You can use a session-driven bean to store basket information. Here's an example of a basic launch (duplicate products and quantities are not taken into account, just to give a general idea):
@ManagedBean @SessionScoped public class Cart { private List<Product> products = new ArrayList<Product>(); public void add(Product product) { products.add(product); } public void remove(Product product) { products.remove(product); } public List<Product> getProducts() { return products; } }
(you can use Map<Product, Integer> or Map<Product, Order> to track the quantity)

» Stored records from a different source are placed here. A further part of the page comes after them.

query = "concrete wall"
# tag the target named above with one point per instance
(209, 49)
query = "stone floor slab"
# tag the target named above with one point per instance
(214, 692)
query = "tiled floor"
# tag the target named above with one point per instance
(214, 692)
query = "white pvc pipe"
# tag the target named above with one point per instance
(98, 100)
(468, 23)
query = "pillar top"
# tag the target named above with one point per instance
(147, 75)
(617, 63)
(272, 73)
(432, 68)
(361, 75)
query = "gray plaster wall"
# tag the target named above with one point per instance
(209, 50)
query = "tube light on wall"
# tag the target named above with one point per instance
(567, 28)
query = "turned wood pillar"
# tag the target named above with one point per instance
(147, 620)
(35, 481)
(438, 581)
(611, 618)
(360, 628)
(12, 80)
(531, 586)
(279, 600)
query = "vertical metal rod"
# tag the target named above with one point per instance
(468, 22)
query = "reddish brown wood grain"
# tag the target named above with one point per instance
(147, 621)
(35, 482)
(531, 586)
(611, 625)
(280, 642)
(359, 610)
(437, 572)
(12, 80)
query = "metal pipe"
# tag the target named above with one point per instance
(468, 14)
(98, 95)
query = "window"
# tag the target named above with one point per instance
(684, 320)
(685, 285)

Then you can display the basket as follows:
<h:dataTable value="#{cart.products}" var="product"> <h:column>#{product.description}</h:column> <h:column><h:commandButton value="Remove" action="#{cart.remove(product)}" /></h:column> </h:dataTable>
You can add products to the basket from another table as follows:
<h:dataTable value="#{products.list}" var="product"> <h:column>#{product.description}</h:column> <h:column><h:commandButton value="Add" action="#{cart.add(product)}" /></h:column> </h:dataTable>
Content EJB is only interesting if you want to use it elsewhere in the webapp using various APIs / frameworks or even on remote clients or when you want to use the persistence context to block elements that are currently in that other clients cannot Add them to your cart. HttpSession does not matter, since JSF stores session-driven managed beans anyway, and you do not want to expose the raw Servlet API from under the JSF covers to an external one.